This week, the Treasury Department sold another large slug of AIG shares that it bought in the dark days of 2008-2009, bringing government ownership below 50 percent for the first time since the financial crisis. The deal was priced at $32.50 per share, above the $28.73 break-even price as determined by Treasury, lending support to claims by government officials that the bailouts (a) made money and (b) were a good idea. The most emphatic cheerleading came from Andrew Ross Sorkin, who declared victory for the government and quoted a White House official saying of longtime critic Neil Barofsky, "Some people just don't like movies with happy endings."

If only things were so simple.

First, there's the little question of Treasury's arithmetic. More importantly, AIG was in many ways the "good" bailout, where shareholders were almost wiped out, the CEO was unceremoniously dumped, and taxpayers got most of the upside. In contrast, it was the government's treatment of the biggest banks that was the travesty.

On the arithmetic: Treasury calculates a breakeven price of $28.73 for the federal government's entire investment in AIG, including the emergency $85 billion line of credit extended by the Federal Reserve on September 16, 2008 and another $38 billion transaction the next month. But what happened next is that in November 2008 Treasury used TARP money to buy $40 billion in Series D preferred shares, giving AIG cash to pay down its credit line; in March 2009 Treasury used another $30 billion in TARP money to buy Series F preferred shares (while converting the Series D shares into Series E shares on more favorable terms to AIG), and also bought a big chunk of convertible preferred shares. (The details, as I could piece them together at the time, are here.)

Barofsky calculates a breakeven price of $43.53 for TARP's investments in AIG, which Sorkin doesn't contest. This is relevant for two reasons. First, it shows that the terms of the November and March restructurings were less good for taxpayers than the terms of the original bailout. Second, if you are trying to evaluate Treasury's decision to use TARP money--which was Barofsky's job, after all, as special inspector general for TARP--$43.53 is the relevant price. If you're evaluating all federal government involvement, then arguably $28.73 is the relevant price.

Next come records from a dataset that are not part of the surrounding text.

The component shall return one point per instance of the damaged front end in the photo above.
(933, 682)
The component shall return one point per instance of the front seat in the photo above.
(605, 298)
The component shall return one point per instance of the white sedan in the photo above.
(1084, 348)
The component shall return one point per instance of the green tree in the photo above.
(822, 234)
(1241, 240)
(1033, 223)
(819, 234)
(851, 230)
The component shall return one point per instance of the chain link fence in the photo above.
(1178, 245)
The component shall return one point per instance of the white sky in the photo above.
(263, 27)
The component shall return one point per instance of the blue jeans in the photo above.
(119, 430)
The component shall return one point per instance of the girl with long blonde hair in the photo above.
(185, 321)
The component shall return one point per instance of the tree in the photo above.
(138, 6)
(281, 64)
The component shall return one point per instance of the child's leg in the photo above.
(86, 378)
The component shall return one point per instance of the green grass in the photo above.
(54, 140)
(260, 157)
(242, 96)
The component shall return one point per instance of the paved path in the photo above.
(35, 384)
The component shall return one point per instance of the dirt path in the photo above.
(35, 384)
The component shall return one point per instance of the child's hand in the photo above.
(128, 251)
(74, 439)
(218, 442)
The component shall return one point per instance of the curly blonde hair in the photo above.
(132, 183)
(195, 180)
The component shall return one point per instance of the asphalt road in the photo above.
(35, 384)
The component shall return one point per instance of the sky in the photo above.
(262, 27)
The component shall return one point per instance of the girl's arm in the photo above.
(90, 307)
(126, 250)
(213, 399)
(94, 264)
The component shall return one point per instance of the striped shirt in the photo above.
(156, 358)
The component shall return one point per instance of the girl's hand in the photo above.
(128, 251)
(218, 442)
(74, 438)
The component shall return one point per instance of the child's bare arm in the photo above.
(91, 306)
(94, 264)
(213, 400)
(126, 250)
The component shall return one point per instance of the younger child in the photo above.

But only arguably, because if you're evaluating all federal government involvement, you have to evaluate all of it--including all the cheap money that the Federal Reserve used to keep the financial system afloat and protect the value of the assets that AIG unloaded onto the ... Federal Reserve. One consequence has been depressed rates for savers. Because I saved a lot of the money I made in my business career, negative real yields on bonds, money market funds, and savings accounts for the past three-plus years have cost me thousands if not tens of thousands of dollars. That's fine for me personally: I can afford it, and plenty of other people need money more than I do. But that money was part of the cost of shoring up AIG. More generally, you can't separate the accounting cost of the bailouts from the total costs of government policy, as brilliantly explained by Steve Randy Waldman (hat tip Yves Smith, who has additional issues with Sorkin).

The Sorkin/Treasury vs. Barofsky spat, however, obscures the true historical place of the AIG bailout. Many administration critics, including Barofsky and including me, have always said that the Federal Reserve's emergency action on September 16 was the right thing to do, since the alternative was, at minimum, a much more destructive firestorm of panic in the financial markets. And it was done on plausibly reasonable terms. It was more generous than the market would provide (since the market wouldn't lend AIG money on any terms), but it was relatively punitive and as good for taxpayers as could be hoped. The credit line had a high interest rate, the government got 80 percent of the company, and the CEO was forced to resign. It was precisely because of those harsh terms--in particular the effective nationalization of the company--that Treasury can claim to have turned a profit on the deal.

It was what came later that I and others criticized: The use of AIG to bail out investment banks like Goldman Sachs by closing out transactions on unfavorable terms for AIG (and taxpayers); the continued payment of large bonuses to traders at AIG Financial Products; and, most importantly, the kid-glove treatment of Citigroup, Bank of America, and the other megabanks that would have collapsed were it not for government support. Unlike AIG, they were given cash on Christmas-present terms while Treasury took only a minimal amount of equity, meaning that taxpayers had all of the downside and very little upside. The CEOs, who drove their banks over the cliff and into the waiting government safety net, were allowed to keep their jobs.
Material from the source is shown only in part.